Lexa, la ragazza aveva una risposta per tutto, non aveva una risposta a questo, in tutta quella programmazione aveva lasciato fuori il divertimento, la ragazza caddè in un silenzio pensieroso, risvegliata dopo qualche minuto dalla voce di Clarke che la chiamava l, girandosi Lexa vide che la ragazza le stava passando una delle sue bottigliette e che ne aveva altre 4 nascoste sotto al sedile, seriamente come era possibile che nessuno l'avesse controllata? Una perquisizione? Nulla?
"Hai 2 ore per divertiti come non hai mai fatto, cosa c'è di meglio di una sbronza in aereo" disse Clarke "non lo so" rispose Lexa indecisa "eh dai sarà una bella storia da raccontare ai tuoi figli un giorno" disse sorridendo Clarke, "non penso sarebbe l'esempio migliore da dargli" rispose Lexa titubante, ma iniziando a portare la bottiglietta alle sue labbra.
Un'ora e qualche bottiglietta dopo la ragazza era brilla e stava ridendo e scherzando con Clarke, "seriamente non ti hanno controllata prima di salire sull'aereo?" Chiese Lexa, Clarke scuotè
La testa, "nulla?" Chiese ancora Lexa ricevendo un altro no come risposta, "ridicolo che non ti abbiano perquisita, io non vorrei fare altro che perquisirti" Lexa si accorse di quello che aveva detto solo dopo averlo fatto è diventò tutta rossa, scatenando la risata di Clarke che le disse "non ti preoccupare, ti perquisirei anche io" e strizzò l'occhio facendo diventare Lexa ancora più rossa.
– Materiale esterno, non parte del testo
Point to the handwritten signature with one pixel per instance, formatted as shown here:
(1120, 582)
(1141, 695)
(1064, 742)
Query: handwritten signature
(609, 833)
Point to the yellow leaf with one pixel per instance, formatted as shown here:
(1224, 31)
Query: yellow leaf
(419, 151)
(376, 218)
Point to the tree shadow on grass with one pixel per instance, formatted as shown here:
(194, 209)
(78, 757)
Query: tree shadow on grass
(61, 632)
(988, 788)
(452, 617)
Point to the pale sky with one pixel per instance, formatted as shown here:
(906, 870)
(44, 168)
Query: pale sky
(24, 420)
"Attenzione a tutti i passeggeri, atterreremo a Roma tra 15 minuti, siete pregati di mettere via i vostri laptop e allacciare le cinture"
Dopo l'annuncio un senso di malinconia assalì Lexa, quei 15 minuti la sua mente era bianca, niente New York, niente tavola calda, bianco.
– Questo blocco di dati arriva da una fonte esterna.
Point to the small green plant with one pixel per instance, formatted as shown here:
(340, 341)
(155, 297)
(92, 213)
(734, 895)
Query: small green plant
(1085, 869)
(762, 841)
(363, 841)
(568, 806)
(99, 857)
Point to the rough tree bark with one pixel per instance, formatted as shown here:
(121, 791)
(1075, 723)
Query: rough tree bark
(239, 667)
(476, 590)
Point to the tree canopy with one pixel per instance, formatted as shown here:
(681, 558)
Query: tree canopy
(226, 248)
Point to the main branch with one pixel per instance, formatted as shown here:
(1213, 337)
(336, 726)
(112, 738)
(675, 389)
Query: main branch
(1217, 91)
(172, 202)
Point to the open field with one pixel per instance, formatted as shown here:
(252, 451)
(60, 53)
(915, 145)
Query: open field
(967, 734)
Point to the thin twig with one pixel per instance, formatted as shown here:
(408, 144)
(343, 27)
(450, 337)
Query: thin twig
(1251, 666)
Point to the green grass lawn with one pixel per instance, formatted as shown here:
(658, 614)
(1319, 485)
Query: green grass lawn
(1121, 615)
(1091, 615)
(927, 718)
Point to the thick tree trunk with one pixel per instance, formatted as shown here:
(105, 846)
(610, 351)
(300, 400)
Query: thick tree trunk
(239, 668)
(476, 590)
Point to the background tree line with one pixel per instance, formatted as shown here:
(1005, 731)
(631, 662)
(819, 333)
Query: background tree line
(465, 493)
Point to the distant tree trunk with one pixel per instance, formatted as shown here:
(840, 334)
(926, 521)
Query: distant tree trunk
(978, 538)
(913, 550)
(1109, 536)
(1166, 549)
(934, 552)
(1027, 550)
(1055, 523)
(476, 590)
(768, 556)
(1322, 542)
"Beh, è stato un piacere" disse Clarke "spero che tu e i tuoi dettagli troviate un po' di tempo per una bevuta ogni tanto, sei più sciolta quando bevi" aggiunse uscendo dall'aereo.
Lexa non disse una parola, rimase seduta lì, pensò all'Australia, al suo futuro, a sua madre e Tutto quello che le aveva sempre insegnato, Lexa sapeva quello che doveva fare, ma semplicemente non voleva farlo.
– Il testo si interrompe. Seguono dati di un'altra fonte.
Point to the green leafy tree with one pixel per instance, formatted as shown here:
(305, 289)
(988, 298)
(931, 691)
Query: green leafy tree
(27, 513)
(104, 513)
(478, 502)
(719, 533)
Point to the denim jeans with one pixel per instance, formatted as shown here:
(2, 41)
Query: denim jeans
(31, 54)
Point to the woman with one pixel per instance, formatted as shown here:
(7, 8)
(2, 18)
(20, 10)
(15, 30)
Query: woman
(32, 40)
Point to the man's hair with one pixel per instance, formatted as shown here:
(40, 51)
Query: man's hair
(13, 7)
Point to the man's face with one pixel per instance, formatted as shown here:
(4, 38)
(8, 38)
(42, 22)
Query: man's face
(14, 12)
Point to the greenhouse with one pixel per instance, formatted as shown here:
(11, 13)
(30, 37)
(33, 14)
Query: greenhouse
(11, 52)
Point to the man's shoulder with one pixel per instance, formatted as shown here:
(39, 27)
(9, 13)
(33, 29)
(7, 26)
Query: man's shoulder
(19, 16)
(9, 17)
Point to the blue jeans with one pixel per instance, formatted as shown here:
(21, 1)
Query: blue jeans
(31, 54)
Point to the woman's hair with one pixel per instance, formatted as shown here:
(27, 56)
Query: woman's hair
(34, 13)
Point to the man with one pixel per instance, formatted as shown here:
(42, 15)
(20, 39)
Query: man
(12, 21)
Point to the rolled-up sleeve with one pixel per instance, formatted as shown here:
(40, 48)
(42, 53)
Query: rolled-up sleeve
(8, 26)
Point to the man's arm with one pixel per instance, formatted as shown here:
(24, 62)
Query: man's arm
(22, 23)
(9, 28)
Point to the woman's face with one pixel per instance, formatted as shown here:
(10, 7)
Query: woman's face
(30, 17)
"Cosa ne pensi di piazza Navona come prima tappa? È molto pittoresca è piena d'arte" dissero due turisti dietro di lei.
Lexa scattò in piedi, prese il suo zaino dallo scompartimento e scese dall'aereo, si diresse verso il ritiro bagagli dove l'unica rimasta era una ragazza bionda, pantaloni strappati e una maglia sporca di vernice, Lexa si avvicinò, "ehi Americana! Dimenticato qualcosa? Non mi vorrai denunciare per l'alchol, sei mia complice se affondo io affondi anche tu" disse Clarke sorridendo, Lexa sollevò gli occhi al cielo si avvicinò e baciò Clarke, che subito ricambiò il bacio, andarono avanti per 5 minuti, finché un uomo non portò il bagaglio di Clarke interrompendo le due ragazze.
"E ora?" Chiese Clarke a Lexa "ora penso sia arrivato il momento che qualcuno finalmente ti perquisita a dovere" rispose l'altra sorridendo "penso tu abbia capito come ci si diverte" rispose Clarke tornando a baciarla.